The identification of dynamic pattern-trends, the tracing of their growth _within_ their host culture, and the careful observation of how they managed to burst from their boundaries - this mode of analysis automatically forces useful structure on a "factors list", and highlights the most critical factors.
Please don't think I'm asking for an entire historical treatment to be supplied instead of a half-page list - that would be ignoring Nikolai's noble intent to distill essence from a wide universe of facts. What I _am_ asking for is perhaps a full-page treatement - with the factors structured within an outline of dynamics, and perhaps some accompanying quantitative growth curves.

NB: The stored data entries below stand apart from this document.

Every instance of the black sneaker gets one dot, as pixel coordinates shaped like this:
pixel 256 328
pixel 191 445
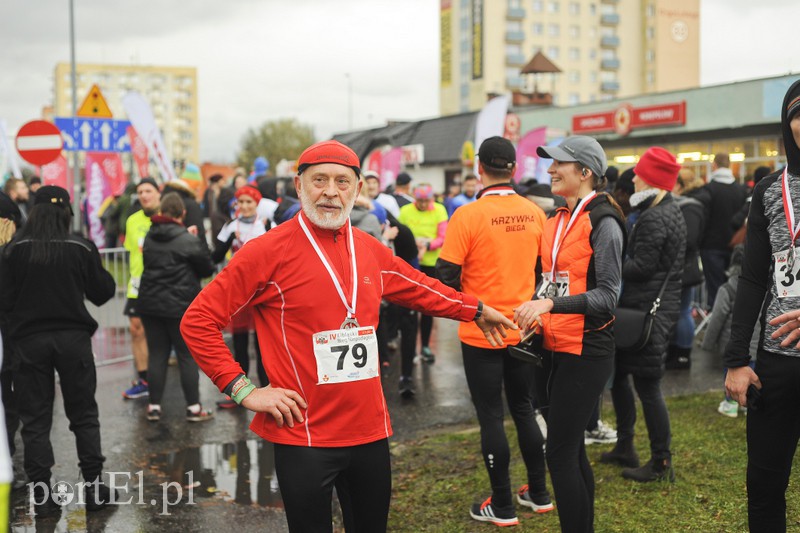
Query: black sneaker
pixel 407 387
pixel 651 471
pixel 540 503
pixel 486 512
pixel 97 495
pixel 153 413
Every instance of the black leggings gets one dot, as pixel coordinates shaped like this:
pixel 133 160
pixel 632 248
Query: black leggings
pixel 568 387
pixel 362 477
pixel 241 352
pixel 488 372
pixel 772 435
pixel 654 408
pixel 163 334
pixel 426 321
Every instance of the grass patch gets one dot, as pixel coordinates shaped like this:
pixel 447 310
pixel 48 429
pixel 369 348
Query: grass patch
pixel 437 478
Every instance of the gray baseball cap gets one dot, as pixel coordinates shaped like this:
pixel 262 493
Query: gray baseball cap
pixel 584 150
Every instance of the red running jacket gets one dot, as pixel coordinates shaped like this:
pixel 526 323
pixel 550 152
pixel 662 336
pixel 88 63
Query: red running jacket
pixel 292 297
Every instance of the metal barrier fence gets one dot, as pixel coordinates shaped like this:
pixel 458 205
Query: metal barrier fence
pixel 112 341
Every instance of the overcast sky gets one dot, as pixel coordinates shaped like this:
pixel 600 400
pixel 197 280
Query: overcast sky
pixel 261 60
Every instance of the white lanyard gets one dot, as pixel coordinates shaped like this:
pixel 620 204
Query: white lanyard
pixel 788 210
pixel 557 244
pixel 351 309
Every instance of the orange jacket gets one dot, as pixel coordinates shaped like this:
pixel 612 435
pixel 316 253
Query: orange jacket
pixel 577 334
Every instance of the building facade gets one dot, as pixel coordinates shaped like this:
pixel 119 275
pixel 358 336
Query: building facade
pixel 606 49
pixel 171 91
pixel 694 124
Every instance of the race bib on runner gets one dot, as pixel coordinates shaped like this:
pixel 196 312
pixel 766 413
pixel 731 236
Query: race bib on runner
pixel 133 291
pixel 787 275
pixel 548 289
pixel 346 355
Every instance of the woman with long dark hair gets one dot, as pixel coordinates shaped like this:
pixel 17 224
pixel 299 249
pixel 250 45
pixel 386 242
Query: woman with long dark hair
pixel 46 274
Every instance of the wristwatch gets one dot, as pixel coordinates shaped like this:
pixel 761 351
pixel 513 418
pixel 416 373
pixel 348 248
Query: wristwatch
pixel 480 311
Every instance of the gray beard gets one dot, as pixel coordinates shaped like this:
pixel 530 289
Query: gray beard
pixel 325 221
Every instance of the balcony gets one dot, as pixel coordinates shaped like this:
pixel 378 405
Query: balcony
pixel 609 64
pixel 609 86
pixel 515 36
pixel 515 13
pixel 514 82
pixel 515 60
pixel 609 41
pixel 609 19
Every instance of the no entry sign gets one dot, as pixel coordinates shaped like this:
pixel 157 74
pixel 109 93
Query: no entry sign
pixel 39 142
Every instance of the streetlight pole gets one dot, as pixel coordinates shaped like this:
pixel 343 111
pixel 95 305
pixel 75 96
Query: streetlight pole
pixel 76 180
pixel 349 102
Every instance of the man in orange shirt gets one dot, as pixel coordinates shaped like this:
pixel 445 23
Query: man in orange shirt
pixel 490 250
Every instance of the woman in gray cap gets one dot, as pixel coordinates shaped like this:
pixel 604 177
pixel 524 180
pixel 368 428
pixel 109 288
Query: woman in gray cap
pixel 581 254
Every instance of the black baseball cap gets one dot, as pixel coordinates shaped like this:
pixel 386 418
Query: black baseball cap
pixel 498 153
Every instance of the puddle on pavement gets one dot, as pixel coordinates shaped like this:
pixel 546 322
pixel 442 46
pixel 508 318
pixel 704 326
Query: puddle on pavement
pixel 242 472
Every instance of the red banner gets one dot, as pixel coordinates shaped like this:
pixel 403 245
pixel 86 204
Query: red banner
pixel 527 158
pixel 626 118
pixel 112 171
pixel 57 173
pixel 139 151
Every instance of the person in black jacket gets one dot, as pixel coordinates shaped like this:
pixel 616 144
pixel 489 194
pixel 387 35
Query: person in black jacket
pixel 193 219
pixel 46 274
pixel 656 250
pixel 770 274
pixel 726 197
pixel 174 263
pixel 680 347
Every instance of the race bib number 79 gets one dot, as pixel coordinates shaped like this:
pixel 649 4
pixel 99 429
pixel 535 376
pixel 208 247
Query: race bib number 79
pixel 346 355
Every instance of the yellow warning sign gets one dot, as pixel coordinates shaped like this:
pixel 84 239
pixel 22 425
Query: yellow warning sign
pixel 94 105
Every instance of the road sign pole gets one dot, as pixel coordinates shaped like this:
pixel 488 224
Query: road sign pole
pixel 76 179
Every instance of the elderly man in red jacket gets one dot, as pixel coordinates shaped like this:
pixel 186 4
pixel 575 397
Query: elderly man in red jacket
pixel 315 284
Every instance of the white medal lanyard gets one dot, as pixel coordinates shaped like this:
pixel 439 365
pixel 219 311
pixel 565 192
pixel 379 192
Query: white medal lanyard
pixel 788 209
pixel 350 321
pixel 557 244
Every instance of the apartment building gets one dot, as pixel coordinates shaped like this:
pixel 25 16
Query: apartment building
pixel 605 49
pixel 171 91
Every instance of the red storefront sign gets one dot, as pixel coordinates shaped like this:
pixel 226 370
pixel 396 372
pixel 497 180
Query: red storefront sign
pixel 626 118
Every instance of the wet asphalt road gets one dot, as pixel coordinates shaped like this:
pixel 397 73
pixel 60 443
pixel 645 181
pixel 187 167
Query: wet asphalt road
pixel 224 473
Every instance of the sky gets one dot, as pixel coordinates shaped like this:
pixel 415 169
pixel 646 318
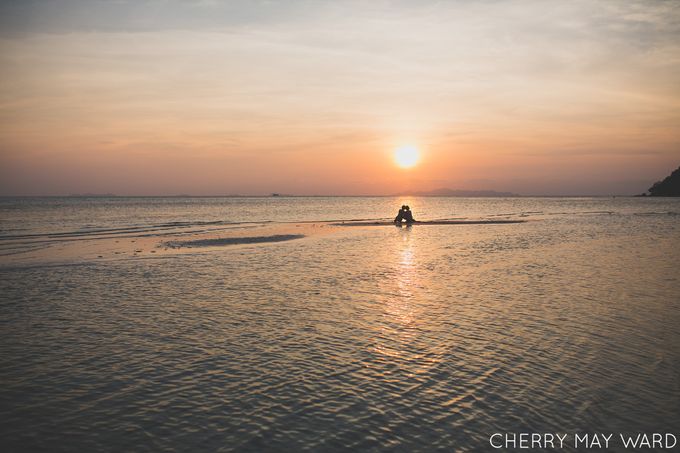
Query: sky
pixel 166 97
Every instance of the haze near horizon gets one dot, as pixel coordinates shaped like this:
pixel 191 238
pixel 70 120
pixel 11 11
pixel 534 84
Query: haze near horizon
pixel 301 97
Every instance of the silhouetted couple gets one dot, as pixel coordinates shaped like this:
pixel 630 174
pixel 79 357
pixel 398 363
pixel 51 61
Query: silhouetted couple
pixel 404 215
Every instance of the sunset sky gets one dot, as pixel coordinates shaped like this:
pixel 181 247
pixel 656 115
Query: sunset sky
pixel 311 97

---As regards the attempt to show why Europe dominated globally instead of someone else, that is yet a further analytical challenge. What I've been asking for above is better understanding of why Europe expanded at all, not why its expansion was so relatively successful.
The kind of dynamic analysis I'm proposing serves especially well in this latter quest - to identify relative competitive advantages. For one thing, only expanding powers could have been competition for Europe. A non-expanding but very strong power would simply be a boundary to European enroachment, not a colonial competitor on the world scene.
Dynamic analysis allows us to focus our attention on cultures with nascent growth-components - potential exapansion-drivers - rather than considering all cultures which happened to be large or diverse enough to include (to one degree or another) some static list of "factors". Capitalism, for example, controlling 1% of a culture's commerce, is a less significant force for expansion than when it controls 40%. This kind of comparison is not visible in a static factors list.
Rather than comparing Europe with Japan, for example, I'd want to compare "expansion vectors" in Europe and Japan, and chart the relative growth of those vectors. A case could be made, for example, that it wasn't "Europe" that expanded at all, but European-based capitalists that expanded their control-domains. Europe, you might say, was a carrier for a voracius virus, rather than being a voracious beast itself.
Bukminster Fuller made just such an argument in "Operating Manual for Spaceship Earth" when he made the bold assertion that the British Empire was a fiction - that "white man's burden" and "glory of empire" were populist ruses to get British taxpayers and soldiers to make the world safe for the British East India Company. His thesis was that Britain was selected by capitalist interests due to its location and defensibility, and that expansionist politics was then aggressively sold to British royalty and other indigenous elite elements.